TET-1 and DLC-1 gene expression was quantified using RT-PCR. The relative gene expression of TET-1 was significantly downregulated in rats with well-differentiated HCC (positive control) (almost 90% inhibition). In contrast, the rats treated with different agents, such as GA, bacteria, a combination of GA with bacteria, and GA with DOX, showed significant upregulation in the TET-1 and DLC-1 genes, as Figure 6A and Supplementary Table 2 displayed. The relative gene expression of DLC-1 was significantly reduced in rats with well-differentiated HCC (approximately 90% inhibition). However, the relative gene expression of DLC-1 was significantly upregulated in rats treated with GA, bacteria, a combination of GA with bacteria, and GA with DOX ( Figure 6C ; Supplementary Table 2 ). Flow cytometric analysis was used to check the kinetic protein expression, as shown in Figure 6B . The protein profile of TET-1 in treated rats with GA showed detectable expression in more than 13% of stain cells, while its protein expression was dramatically reduced to less than 3% in positive rats.

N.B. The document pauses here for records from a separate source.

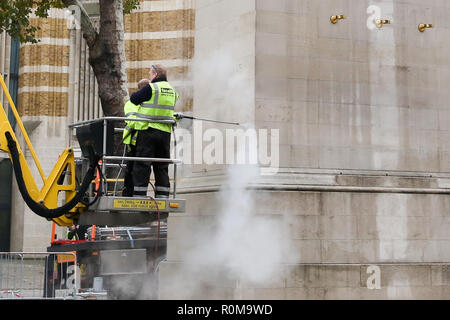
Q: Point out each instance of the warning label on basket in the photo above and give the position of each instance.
(139, 204)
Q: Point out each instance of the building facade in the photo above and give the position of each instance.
(359, 205)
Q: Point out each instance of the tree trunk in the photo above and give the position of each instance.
(107, 54)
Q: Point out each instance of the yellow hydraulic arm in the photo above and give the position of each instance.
(44, 202)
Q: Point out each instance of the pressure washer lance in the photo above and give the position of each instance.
(180, 116)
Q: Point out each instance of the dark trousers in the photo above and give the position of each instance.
(152, 143)
(128, 185)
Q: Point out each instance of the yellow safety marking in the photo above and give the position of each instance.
(138, 204)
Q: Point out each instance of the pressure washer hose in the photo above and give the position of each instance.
(39, 208)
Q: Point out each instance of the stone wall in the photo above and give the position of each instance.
(363, 179)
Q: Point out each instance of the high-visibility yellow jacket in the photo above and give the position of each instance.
(160, 107)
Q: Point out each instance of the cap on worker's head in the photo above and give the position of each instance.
(160, 70)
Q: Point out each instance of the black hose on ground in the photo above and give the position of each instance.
(39, 208)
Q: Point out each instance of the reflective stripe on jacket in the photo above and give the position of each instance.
(160, 107)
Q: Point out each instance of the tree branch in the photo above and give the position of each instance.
(89, 31)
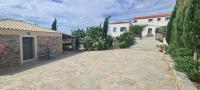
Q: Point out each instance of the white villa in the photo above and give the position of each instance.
(118, 28)
(153, 24)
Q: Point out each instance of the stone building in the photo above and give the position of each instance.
(23, 42)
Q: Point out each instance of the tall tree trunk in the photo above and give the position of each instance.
(195, 54)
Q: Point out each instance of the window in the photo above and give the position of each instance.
(158, 19)
(167, 18)
(123, 29)
(135, 21)
(157, 30)
(150, 20)
(114, 29)
(149, 30)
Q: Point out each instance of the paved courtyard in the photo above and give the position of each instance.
(140, 67)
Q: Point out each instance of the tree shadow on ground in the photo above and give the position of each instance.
(37, 63)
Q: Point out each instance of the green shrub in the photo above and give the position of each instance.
(189, 66)
(94, 39)
(126, 40)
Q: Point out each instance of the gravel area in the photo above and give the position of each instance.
(140, 67)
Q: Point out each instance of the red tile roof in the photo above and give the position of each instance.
(119, 22)
(24, 26)
(153, 16)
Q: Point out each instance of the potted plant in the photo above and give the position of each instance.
(160, 48)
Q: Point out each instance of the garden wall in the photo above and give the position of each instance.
(9, 50)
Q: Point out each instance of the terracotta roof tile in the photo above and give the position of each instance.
(24, 26)
(119, 22)
(153, 16)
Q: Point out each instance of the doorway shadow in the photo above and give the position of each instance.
(29, 65)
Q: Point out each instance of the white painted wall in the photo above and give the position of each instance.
(118, 26)
(162, 22)
(154, 24)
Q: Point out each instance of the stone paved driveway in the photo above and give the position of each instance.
(137, 68)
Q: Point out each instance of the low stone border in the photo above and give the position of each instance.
(181, 80)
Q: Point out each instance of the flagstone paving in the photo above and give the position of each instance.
(140, 67)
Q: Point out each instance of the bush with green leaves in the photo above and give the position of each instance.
(126, 40)
(94, 39)
(178, 52)
(189, 66)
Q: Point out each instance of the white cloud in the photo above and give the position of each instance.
(79, 13)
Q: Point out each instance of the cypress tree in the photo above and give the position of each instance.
(105, 31)
(54, 25)
(170, 25)
(105, 26)
(177, 24)
(191, 26)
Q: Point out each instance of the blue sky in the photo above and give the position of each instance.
(72, 14)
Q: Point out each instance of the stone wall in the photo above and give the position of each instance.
(9, 50)
(51, 43)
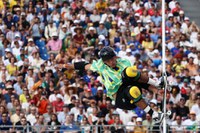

The protein expression of DLC-1 in rats treated with GA was markedly detected in almost 18.5% of stain cells, whereas less than 3% of stain cells were found in positive rats. Interestingly, the combination of GA with DOX showed potent expression of both TET-1 and DLC-1 in approximately 19.5% and 30% of stained cells, respectively. Likewise, the combination of GA with the bacteria showed competent expression of both TET-1 and DLC-1 in approximately 20.2% and 29.8% of stained cells, respectively. The results demonstrate the activity of GA and its combination with DOX or bacteria to increase the expression of both the TET-1 and DLC-1 genes.